All I can say is so far I am very impressed with this pup, he has been in the water 2 times, is not affraid of anything, is very quiet in his crate, loves everybody, today he went to the door two times to go out. I know it is early but couldn't resist any longer and tossed a couple of bumpers for him today and he raced out and raced back with it  And yet he is a very calm puppy. He's laying in my lap as I type this.

I was a little hesitant going with a "HOT" field trial breeding but I'm did, I think FT dogs are some of the smartest most biddable dogs out there.

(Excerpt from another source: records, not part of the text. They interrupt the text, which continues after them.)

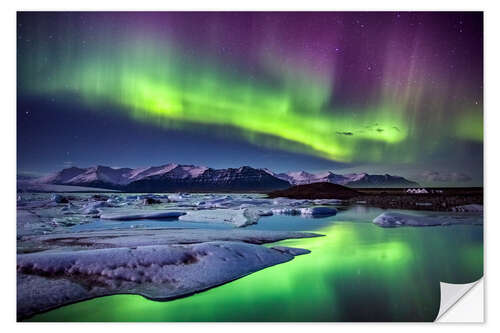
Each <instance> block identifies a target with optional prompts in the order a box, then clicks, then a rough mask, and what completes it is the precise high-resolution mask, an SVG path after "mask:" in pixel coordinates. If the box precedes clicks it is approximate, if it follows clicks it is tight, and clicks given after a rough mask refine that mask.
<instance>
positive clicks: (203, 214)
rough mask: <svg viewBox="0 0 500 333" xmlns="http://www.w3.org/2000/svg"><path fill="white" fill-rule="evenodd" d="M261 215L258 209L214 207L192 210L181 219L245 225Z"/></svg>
mask: <svg viewBox="0 0 500 333" xmlns="http://www.w3.org/2000/svg"><path fill="white" fill-rule="evenodd" d="M259 217H260V215H259V214H258V213H257V211H253V210H250V209H212V210H191V211H188V212H187V213H186V215H184V216H180V217H179V220H181V221H191V222H202V223H204V222H206V223H221V222H222V223H230V224H232V225H234V226H235V227H244V226H247V225H251V224H255V223H257V221H258V220H259Z"/></svg>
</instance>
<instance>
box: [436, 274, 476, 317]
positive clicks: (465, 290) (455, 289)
mask: <svg viewBox="0 0 500 333" xmlns="http://www.w3.org/2000/svg"><path fill="white" fill-rule="evenodd" d="M440 288H441V304H440V307H439V313H438V315H437V317H436V320H435V321H436V322H438V323H484V282H483V279H482V278H481V279H480V280H478V281H475V282H472V283H466V284H452V283H445V282H440Z"/></svg>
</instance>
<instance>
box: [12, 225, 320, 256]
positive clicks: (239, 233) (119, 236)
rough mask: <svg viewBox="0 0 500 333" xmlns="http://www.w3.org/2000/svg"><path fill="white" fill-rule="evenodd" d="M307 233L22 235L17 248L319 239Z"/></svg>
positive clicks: (149, 244)
mask: <svg viewBox="0 0 500 333" xmlns="http://www.w3.org/2000/svg"><path fill="white" fill-rule="evenodd" d="M319 236H321V235H319V234H314V233H310V232H297V231H270V230H248V229H244V228H242V229H240V228H234V229H226V230H214V229H163V230H162V229H157V230H154V231H151V230H147V229H143V230H106V231H89V232H79V233H57V234H56V233H54V234H47V235H34V236H24V237H22V238H21V239H20V240H19V241H18V249H19V248H23V249H27V250H28V251H30V252H33V251H34V250H36V251H41V250H51V251H60V250H61V249H64V248H68V246H70V247H71V248H72V249H74V250H82V249H85V250H89V249H100V248H104V247H106V248H111V247H136V246H146V245H171V244H193V243H202V242H213V241H219V240H221V241H241V242H245V243H251V244H263V243H273V242H277V241H281V240H284V239H292V238H294V239H295V238H308V237H319Z"/></svg>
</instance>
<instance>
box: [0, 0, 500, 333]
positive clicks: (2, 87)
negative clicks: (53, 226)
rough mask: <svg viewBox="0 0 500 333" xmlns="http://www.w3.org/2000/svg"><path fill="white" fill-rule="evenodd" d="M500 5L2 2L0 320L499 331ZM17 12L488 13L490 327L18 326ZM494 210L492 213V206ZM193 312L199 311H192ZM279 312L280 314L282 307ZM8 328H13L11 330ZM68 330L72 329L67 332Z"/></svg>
mask: <svg viewBox="0 0 500 333" xmlns="http://www.w3.org/2000/svg"><path fill="white" fill-rule="evenodd" d="M498 7H499V6H498V1H496V2H495V1H478V0H476V1H470V0H469V1H461V0H455V1H435V0H432V1H429V0H419V1H407V2H405V3H403V2H402V1H400V0H399V1H396V0H391V1H380V0H379V1H315V0H308V1H293V0H288V1H272V2H271V1H268V0H267V1H263V0H252V1H248V2H235V1H234V0H233V1H231V0H210V1H189V0H182V1H147V0H141V1H137V0H135V1H128V0H121V1H106V2H104V1H97V0H86V1H81V2H76V1H74V2H70V1H67V0H66V1H62V0H57V1H56V0H45V1H22V0H19V1H10V2H9V1H7V0H4V2H2V4H1V9H2V11H1V20H0V24H1V28H2V29H0V33H1V34H2V39H1V40H2V46H3V47H2V52H0V55H1V57H2V61H1V62H0V64H1V65H2V67H3V68H2V72H1V73H2V74H3V75H2V89H1V91H2V97H3V98H2V104H3V105H2V106H3V107H2V109H1V111H2V115H3V117H2V121H1V122H0V126H1V128H0V135H1V139H2V140H1V141H0V142H2V156H3V161H2V163H0V164H1V172H0V175H2V177H1V179H2V183H1V184H2V187H1V189H2V191H1V196H2V197H1V200H0V202H1V203H2V208H3V209H2V210H1V212H2V219H1V220H0V223H2V227H3V230H5V231H3V232H2V236H3V239H2V243H1V244H2V250H3V251H2V252H1V253H2V261H1V263H2V266H3V267H2V273H3V274H1V275H0V276H1V284H0V286H1V287H2V291H3V293H2V309H1V310H2V311H0V314H1V319H2V321H1V323H2V324H3V326H4V327H3V328H4V330H11V329H12V330H22V331H24V330H30V331H31V330H33V331H34V330H36V331H37V332H45V331H46V332H51V333H52V332H65V333H67V330H68V329H71V332H72V333H76V332H85V333H87V332H88V330H89V329H101V328H102V329H105V330H109V331H117V332H120V333H123V332H134V333H135V331H136V330H137V329H140V327H138V326H145V325H147V330H148V332H149V331H153V330H154V331H162V332H164V331H165V330H175V331H178V330H197V331H199V330H203V331H212V330H213V331H217V332H233V331H235V330H237V331H238V332H240V331H249V332H250V331H252V332H253V331H255V330H259V331H261V330H270V331H271V330H272V331H278V330H285V329H286V330H287V332H301V333H303V331H304V329H313V330H314V332H315V333H317V332H331V331H333V330H338V329H341V330H343V331H344V330H346V331H353V330H356V331H357V330H360V329H369V330H370V332H384V333H386V332H388V331H393V330H394V331H398V332H399V331H401V330H405V332H407V331H408V332H412V331H415V332H421V330H422V329H425V330H434V329H439V330H453V331H454V332H456V331H462V330H463V331H467V332H469V331H471V330H476V329H481V328H487V329H491V328H493V329H495V327H496V330H497V331H498V326H499V325H498V323H499V321H500V319H499V316H498V315H496V313H497V312H498V309H499V308H500V307H499V304H498V295H499V293H498V290H499V288H498V285H499V284H500V279H499V277H498V265H495V263H494V262H493V259H492V260H490V262H489V263H488V261H489V260H488V259H489V258H492V257H493V258H494V256H495V252H497V250H498V244H499V243H500V242H498V239H497V238H498V236H499V235H500V233H499V232H498V225H499V224H500V216H499V214H498V210H497V209H496V200H495V197H494V196H497V194H496V191H497V190H498V189H499V188H500V183H499V176H498V175H499V174H500V165H499V163H498V162H499V157H498V156H500V155H499V153H498V145H500V137H499V135H500V134H499V133H500V130H499V129H498V126H500V122H499V121H498V120H499V112H500V107H499V103H498V89H499V86H500V85H499V84H498V83H497V82H496V81H497V80H498V79H499V78H500V73H499V69H498V62H499V60H498V59H500V53H499V45H498V32H499V31H500V15H499V11H498ZM17 10H96V11H98V10H319V11H321V10H336V11H340V10H363V11H367V10H456V11H460V10H484V11H485V68H486V70H485V99H484V105H485V175H484V181H485V184H486V186H485V194H486V196H485V207H486V215H485V245H486V246H485V263H486V265H485V266H486V267H485V273H486V280H485V282H486V284H487V285H486V292H487V294H486V295H487V296H486V309H485V310H486V313H485V319H486V324H485V325H477V324H474V325H463V324H462V325H458V324H397V323H396V324H357V323H356V324H353V323H349V324H341V323H337V324H294V323H292V324H212V323H210V324H176V323H163V324H131V323H128V324H119V323H106V324H102V323H101V324H28V323H21V324H19V323H17V324H16V323H15V312H16V310H15V290H16V283H15V273H14V266H15V261H16V260H15V246H16V245H15V232H16V231H15V219H16V215H15V205H16V202H15V195H14V192H15V187H16V183H15V179H16V165H15V163H16V162H15V161H16V148H15V142H16V119H15V118H16V116H15V115H16V102H15V100H16V66H15V63H16V54H15V42H16V37H15V33H16V30H15V20H16V13H15V12H16V11H17ZM490 208H491V209H490ZM193 310H195V309H193ZM277 311H279V309H277ZM6 326H8V327H6ZM69 326H70V327H69Z"/></svg>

Hydro- Congrats on the new puppy, talk about "HOT" rumor has it that Cosmo throws some of the hottest pups out there, I hope you can handle him J/K you better post up some pics so we al can see.. Thanks again if it wasn't for guys like you giving good advice I might have never went this direction..........................................................................


----------



## hydro870 (Mar 29, 2005)

> rumor has it that Cosmo throws some of the hottest pups out there


Yes, that is true - but I like a lot of dog. So far so good however. He slept through his first night in the crate without a peep, that is quite rare. Everything you have said about your pup sounds just like mine, really well adjusted!

Well, congrats again. I will post some puppy picks when I get time.

Hydro


----------



## Mallard Island (Mar 5, 2006)

hydro would you be getting your pup from Crossroads in Owatonna Minn.?


----------



## hydro870 (Mar 29, 2005)

Nope,

I purchased this pup from a Hunt Tester from WI. He has a really nice MH ***** that whelped these pups. I purchased the pup mostly because of the *****. I have seen her run many times, she is awsome.

Hydro- who looks at the mother first, the father second, and puts very little stock in the grandparents.


----------